[PR]

 米イランの全面衝突への警戒感が和らいだことを受け、日米の株価が反発した。9日午前の東京株式市場は、日経平均株価が取引開始直後からほぼ全面高の展開となった。午前の終値は、前日終値から473円05銭高い2万3677円81銭となった。

 前日はイランの米軍駐留基地攻撃直後に取引が始まったため、投資家が一気にリスク回避に動き、日経平均は一時600円超値を下げた。「安全資産」とされる円も買われ、東京外国為替市場では約3カ月ぶりとなる1ドル=107円60銭台まで円高ドル安が進んだが、9日午前11時には109円23~24銭まで戻した。

 8日のニューヨーク株式市場でも米主要企業でつくるダウ工業株平均が反発。
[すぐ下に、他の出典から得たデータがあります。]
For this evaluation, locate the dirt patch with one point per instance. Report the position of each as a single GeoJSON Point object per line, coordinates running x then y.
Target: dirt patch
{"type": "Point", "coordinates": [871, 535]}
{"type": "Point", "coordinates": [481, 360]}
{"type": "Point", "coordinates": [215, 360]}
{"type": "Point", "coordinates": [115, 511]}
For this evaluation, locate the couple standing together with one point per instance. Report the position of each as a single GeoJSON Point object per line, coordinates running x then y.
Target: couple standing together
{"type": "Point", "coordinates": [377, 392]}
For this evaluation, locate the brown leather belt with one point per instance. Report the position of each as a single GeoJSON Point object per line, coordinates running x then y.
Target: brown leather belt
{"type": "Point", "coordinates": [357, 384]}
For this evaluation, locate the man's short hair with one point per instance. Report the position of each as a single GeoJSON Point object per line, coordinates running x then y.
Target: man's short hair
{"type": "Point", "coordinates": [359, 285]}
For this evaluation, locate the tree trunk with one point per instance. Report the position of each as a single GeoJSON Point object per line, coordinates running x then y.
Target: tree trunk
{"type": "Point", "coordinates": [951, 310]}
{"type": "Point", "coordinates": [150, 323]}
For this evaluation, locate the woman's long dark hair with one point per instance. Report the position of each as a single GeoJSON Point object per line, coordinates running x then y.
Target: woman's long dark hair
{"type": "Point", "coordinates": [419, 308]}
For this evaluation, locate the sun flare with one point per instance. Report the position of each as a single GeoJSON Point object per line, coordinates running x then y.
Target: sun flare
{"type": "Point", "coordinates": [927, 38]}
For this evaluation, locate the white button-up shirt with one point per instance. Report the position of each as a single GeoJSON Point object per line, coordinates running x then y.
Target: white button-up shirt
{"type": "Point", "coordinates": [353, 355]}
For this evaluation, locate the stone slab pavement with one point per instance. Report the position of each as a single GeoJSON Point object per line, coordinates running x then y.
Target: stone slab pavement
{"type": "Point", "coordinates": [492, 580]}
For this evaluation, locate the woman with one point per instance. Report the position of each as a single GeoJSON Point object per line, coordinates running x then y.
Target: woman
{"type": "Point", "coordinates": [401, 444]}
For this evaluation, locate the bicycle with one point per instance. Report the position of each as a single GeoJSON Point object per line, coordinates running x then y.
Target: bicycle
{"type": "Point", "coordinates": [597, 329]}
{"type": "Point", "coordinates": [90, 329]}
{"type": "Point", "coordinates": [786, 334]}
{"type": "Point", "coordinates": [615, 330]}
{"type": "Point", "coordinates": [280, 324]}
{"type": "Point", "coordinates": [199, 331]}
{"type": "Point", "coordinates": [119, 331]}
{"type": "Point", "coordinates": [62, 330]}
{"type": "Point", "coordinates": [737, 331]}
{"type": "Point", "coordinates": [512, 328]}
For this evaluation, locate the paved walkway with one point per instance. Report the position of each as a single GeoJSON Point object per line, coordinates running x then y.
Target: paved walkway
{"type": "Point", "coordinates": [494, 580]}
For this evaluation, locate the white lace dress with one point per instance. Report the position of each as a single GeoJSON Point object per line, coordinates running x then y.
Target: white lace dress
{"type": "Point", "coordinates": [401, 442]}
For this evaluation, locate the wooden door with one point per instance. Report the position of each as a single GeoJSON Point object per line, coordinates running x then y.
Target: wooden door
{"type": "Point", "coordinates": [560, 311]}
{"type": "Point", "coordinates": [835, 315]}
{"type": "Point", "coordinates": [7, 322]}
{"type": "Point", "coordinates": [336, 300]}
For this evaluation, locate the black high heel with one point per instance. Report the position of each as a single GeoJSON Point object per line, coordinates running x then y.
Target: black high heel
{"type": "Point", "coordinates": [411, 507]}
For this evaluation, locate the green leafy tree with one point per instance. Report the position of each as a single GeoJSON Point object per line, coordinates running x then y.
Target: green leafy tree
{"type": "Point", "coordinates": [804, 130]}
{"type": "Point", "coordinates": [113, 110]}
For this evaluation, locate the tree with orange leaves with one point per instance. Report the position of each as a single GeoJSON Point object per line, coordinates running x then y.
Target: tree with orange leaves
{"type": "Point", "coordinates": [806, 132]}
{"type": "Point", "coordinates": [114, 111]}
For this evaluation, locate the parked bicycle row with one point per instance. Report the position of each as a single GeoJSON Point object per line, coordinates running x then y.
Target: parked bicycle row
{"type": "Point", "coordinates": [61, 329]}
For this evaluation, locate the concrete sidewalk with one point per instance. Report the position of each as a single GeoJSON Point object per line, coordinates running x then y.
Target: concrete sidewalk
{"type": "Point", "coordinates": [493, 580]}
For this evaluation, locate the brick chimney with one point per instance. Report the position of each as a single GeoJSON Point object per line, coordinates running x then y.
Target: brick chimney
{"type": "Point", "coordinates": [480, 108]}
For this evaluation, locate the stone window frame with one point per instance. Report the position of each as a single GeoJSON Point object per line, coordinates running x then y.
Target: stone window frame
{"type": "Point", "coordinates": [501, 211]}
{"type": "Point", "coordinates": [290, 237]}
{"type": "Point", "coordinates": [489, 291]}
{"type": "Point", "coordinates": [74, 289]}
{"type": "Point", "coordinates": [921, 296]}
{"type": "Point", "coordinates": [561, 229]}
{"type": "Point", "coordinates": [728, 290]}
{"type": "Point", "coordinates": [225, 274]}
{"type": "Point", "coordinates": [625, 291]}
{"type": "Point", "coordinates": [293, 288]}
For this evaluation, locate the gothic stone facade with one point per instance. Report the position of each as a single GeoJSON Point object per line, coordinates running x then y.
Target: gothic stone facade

前日比161・41ドル(0・56%)高い2万8745・09ドルで取引を終えた。ダウ平均は前夕に一時、先物価格が400ドル超も急落したが、8日朝の取引開始後に上昇に転じ、トランプ米大統領の声明を受けて上げ幅を広げた。上昇幅は一時、280ドルを超えた。

 ニューヨーク商業取引所では、原油価格の指標とされる「米国産WTI原油」の先物価格が前日比3・09ドル(4・9%)安い1バレル=59・61ドルで取引を終えた。前日夕のミサイル攻撃後には一時、65ドル台まで上昇していた。